60 Minutes: Liam Neeson
Liam Neeson is one of the highest-paid and most recognizable movie stars in the world. From Schindler’s List to the top of the box office as a 60-something action hero, he has become a film fixture. He told 60 Minutes and Anderson Cooper that his success is bittersweet, thanks to the loss of his wife, Natasha Richardson, in a skiing accident.
60 Minutes: Liam Neeson Ballymena
Ballymena in northern Ireland is the place where Neeson was born, and he looked back on his working class neighborhood, where he lived among hardworking Protestant and Catholic families, and he got his acting start in school, pursuing a young girl.
He remembered being onstage for the first time at a young age, relying on acting as an escape. Belfast was not a safe place in those years, but he managed to land an audition at the Lyric Theatre. He knew that acting could be his ticket out.
60 Minutes: Liam Neeson Excalibur & Schindler’s List

Liam Neeson talked on 60 Minutes about his drive toward acting from a young age, the success of his action films, and the death of wife Natasha Richardson. (vipflash / Shutterstock.com)
By age 28, he was cast in his first movie in 1981’s Excalibur with Helen Mirren. He got to ride horses, play in suits of armor, and get an agent through his friendship with Mirren. It took many small roles before he broke through as Oskar Schindler in Steven Spielberg’s epic Holocaust film.
That performance netted him an Oscar nomination, but he said that he was dissatisfied with his own acting. “I didn’t own the part…. I didn’t see enough of me in there,” he said. That’s untrue of his action movies in more recent times.
At age 61, he laughed at his action antics, which he said are getting to be somewhat silly for a man of his age, though he might wish to be younger again. Taken, his first action thriller, came out when he was 56.
60 Minutes: Liam Neeson Taken Sequel
The film was made on a relatively low budget, and it surprised everyone, including Neeson, by becoming a smash hit. More recently, he can be seen in the movie Non-Stop, taking on terrorists during an airplane flight.
He stays in shape because his work demands it, and Taken 3 is on his schedule. It is estimated that he could make $50 million just from that movie, which is an unrealistic fantasy for a working class guy from Ireland.

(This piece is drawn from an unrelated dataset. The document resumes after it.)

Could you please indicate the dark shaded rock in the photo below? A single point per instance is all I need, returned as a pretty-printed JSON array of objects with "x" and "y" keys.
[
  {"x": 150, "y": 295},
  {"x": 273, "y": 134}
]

The first Taken was released just two months before wife Natasha Richardson passed away. They worked together on Broadway in 1993, and he was taken by her beauty. The two of them had what he called “explosive chemistry.” Richardson, the daughter of actress Vanessa Redgrave, had two sons, Michael and Daniel, with Neeson. They were 12 and 13 when she died.

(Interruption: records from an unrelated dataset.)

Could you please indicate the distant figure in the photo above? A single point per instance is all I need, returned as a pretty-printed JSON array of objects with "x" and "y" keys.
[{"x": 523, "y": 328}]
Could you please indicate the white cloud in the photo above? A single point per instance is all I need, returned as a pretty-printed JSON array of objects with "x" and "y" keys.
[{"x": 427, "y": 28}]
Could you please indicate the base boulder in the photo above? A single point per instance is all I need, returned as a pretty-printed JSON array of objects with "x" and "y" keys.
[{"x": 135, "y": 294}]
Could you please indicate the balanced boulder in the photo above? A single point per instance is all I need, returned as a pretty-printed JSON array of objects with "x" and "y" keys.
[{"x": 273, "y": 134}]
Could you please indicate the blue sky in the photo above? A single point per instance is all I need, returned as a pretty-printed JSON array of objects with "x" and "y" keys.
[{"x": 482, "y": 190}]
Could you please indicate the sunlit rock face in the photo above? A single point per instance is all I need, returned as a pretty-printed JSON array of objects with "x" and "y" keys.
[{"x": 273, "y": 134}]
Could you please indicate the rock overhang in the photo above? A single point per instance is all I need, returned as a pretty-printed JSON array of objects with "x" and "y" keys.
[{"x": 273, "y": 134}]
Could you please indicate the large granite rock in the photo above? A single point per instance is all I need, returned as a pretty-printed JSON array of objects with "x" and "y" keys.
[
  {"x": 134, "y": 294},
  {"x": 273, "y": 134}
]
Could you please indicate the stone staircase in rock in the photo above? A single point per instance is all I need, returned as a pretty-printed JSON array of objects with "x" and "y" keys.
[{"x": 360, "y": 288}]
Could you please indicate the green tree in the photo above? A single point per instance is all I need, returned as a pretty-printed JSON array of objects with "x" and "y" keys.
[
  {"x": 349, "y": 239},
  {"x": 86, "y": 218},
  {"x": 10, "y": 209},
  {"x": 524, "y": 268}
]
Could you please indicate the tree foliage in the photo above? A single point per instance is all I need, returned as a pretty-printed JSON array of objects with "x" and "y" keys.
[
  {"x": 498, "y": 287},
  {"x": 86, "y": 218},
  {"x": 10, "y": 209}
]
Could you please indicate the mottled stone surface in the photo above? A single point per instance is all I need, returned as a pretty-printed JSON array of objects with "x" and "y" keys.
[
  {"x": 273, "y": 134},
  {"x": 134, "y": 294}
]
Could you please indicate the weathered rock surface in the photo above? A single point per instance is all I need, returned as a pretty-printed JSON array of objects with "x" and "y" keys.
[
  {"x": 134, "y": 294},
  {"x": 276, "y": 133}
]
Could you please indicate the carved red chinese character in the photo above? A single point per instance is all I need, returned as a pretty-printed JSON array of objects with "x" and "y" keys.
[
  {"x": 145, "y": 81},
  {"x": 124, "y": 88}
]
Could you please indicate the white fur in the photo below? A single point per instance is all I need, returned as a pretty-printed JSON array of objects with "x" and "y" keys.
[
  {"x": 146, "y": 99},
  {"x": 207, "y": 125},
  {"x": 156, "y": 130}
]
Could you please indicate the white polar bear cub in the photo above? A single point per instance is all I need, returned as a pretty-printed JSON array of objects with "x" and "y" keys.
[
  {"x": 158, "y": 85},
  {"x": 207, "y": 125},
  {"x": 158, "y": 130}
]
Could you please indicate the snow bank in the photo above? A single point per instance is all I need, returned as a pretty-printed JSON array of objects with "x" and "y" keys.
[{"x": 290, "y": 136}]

60 Minutes: Natasha Richardson Organ Donor
Neeson said that he would see the glass half empty, and she balanced that by seeing it half full. In March 2009, she hit her head while skiing with one of her sons. She turned down medical attention before being escorted back to her hotel room.
Richardson did not know that she was having a lucid interval following a traumatic brain injury. By the time she was taken by ambulance to a local hospital, the situation was dire. Neeson rushed from a movie set to a flight for Montreal, where the damage was clear on an X-ray.

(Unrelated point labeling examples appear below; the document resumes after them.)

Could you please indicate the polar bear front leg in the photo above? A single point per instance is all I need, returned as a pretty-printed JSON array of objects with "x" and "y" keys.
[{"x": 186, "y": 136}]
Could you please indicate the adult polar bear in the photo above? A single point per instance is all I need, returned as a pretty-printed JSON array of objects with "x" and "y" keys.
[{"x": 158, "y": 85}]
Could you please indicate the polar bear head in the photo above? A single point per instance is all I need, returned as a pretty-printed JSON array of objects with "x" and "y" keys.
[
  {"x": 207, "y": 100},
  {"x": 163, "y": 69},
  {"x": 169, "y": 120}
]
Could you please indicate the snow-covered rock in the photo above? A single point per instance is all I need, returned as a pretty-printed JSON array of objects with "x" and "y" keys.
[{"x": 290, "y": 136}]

Though she was braindead, she was on life support and he got to say his goodbyes to her. He explained to 60 Minutes that the couple had a pact not to let one another linger in a vegetative state. She was able to donate her heart, kidneys, and liver to three transplant patients.
60 Minutes: Liam Neeson Films
“It was never real. It still kind of isn’t,” he said of her death, mentioning that he sometimes still expects her to come into their New York home and drop her keys on the table. Neeson also talked on 60 Minutes about how grief comes in waves, ebbing with time but coming on unexpectedly.
As for single parenthood, he said things could have been much worse. Neeson’s friend Bono bonded with Michael over the loss of their mothers at the sage age in life. It was not long after the future that Liam returned to work, which he has kept up ever since, making over 20 films since Richardson’s passing.
He said he does not want to wallow, and he also knows that the clock is ticking on his viability as an action star. Neeson said he thinks his late wife would be “chuffed” (or “tickled”) by the surprising twist his career has taken since they were sadly separated.